Migratory Bird Treaty Act
This Act, officially passed in 1916 (i.e., closure of hunting in 1918), provides federal protection for migratory birds. Under the Act it is unlawful to take, import, export, possess, buy, sell, purchase, or barter any migratory bird. Feathers or other parts, nests, eggs, and products made from migratory birds are also covered by the Act. Take is defined as pursuing, hunting, shooting, poisoning, wounding, killing, capturing, trapping, or collecting.

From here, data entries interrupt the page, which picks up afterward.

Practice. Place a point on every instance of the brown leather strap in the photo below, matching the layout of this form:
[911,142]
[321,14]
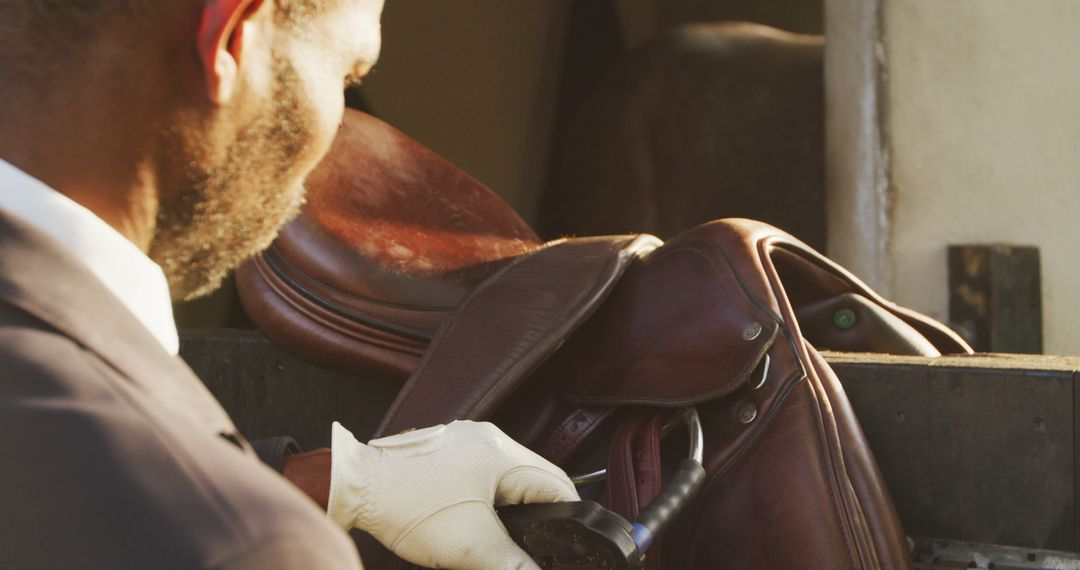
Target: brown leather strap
[648,475]
[570,433]
[621,486]
[634,470]
[508,326]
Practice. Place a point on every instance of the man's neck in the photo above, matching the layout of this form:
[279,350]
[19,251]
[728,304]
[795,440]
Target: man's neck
[96,159]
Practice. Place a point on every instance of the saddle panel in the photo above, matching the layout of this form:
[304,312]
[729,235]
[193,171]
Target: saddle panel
[391,239]
[577,335]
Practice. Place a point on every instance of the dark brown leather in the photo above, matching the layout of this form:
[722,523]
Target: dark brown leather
[508,326]
[391,239]
[873,327]
[791,480]
[710,319]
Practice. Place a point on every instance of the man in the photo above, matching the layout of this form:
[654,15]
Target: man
[180,131]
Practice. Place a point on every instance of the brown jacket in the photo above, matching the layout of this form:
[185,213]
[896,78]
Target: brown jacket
[113,453]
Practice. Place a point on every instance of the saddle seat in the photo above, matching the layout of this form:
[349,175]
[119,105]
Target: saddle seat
[402,266]
[391,238]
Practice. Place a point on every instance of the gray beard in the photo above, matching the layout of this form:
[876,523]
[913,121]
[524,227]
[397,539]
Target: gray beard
[230,212]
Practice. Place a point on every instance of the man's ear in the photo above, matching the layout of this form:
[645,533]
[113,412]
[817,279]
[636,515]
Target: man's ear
[221,42]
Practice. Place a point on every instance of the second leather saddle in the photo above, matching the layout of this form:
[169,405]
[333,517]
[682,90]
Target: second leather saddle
[582,348]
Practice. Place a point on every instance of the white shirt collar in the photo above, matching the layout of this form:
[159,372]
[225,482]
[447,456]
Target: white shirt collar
[132,276]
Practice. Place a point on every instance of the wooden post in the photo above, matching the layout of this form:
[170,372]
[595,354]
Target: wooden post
[996,297]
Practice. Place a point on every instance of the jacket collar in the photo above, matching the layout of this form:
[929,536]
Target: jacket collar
[40,277]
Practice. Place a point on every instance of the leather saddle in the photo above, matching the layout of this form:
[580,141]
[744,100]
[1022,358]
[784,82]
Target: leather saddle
[582,348]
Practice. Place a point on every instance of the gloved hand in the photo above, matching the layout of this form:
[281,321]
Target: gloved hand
[428,494]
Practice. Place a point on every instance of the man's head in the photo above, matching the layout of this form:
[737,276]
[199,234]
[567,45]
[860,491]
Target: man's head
[206,114]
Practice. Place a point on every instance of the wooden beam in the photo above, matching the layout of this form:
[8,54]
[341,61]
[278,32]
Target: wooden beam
[996,297]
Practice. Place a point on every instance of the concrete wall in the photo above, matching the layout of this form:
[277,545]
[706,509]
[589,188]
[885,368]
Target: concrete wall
[475,80]
[976,106]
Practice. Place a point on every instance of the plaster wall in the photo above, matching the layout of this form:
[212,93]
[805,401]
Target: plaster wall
[475,81]
[983,135]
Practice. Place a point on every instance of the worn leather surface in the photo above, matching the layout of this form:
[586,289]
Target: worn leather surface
[391,239]
[556,335]
[792,482]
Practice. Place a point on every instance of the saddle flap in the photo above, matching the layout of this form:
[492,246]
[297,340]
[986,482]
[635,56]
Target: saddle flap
[679,329]
[501,331]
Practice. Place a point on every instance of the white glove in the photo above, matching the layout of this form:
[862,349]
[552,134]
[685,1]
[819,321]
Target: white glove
[428,494]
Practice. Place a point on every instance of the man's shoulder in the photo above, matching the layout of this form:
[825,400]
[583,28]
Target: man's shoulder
[103,477]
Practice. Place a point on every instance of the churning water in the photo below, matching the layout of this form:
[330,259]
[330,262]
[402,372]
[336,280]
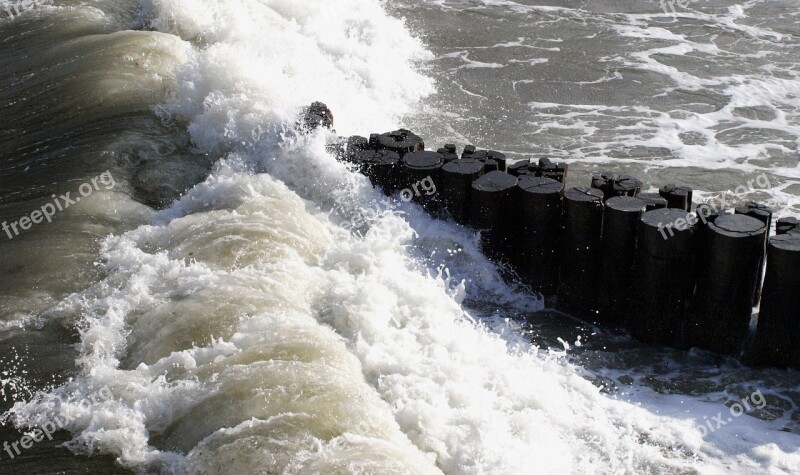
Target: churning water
[204,308]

Migratory bird hunting regulations, established by the U.S. Fish and Wildlife Service, allow the taking, during designated seasons, of ducks, geese, doves, rail, woodcock, and some other species. In addition, permits may be granted for various non-commercial activities involving migratory birds and some commercial activities involving captive-bred migratory birds.
Individuals or organizations may be fined up to $5,000 and $10,000, respectively, and may face up to six months imprisonment for misdemeanor violations of the Act. Felony violations may result in fines of up to $250,000 for individuals. $500,000 for organizations, and up to two years imprisonment.
States and Territories, by suitable legislation, are not prevented from making or enforcing laws or regulations which give further protection to migratory birds, their nests, and eggs within their respective borders. The provisions of the Act apply equally to Federal and non-Federal entities.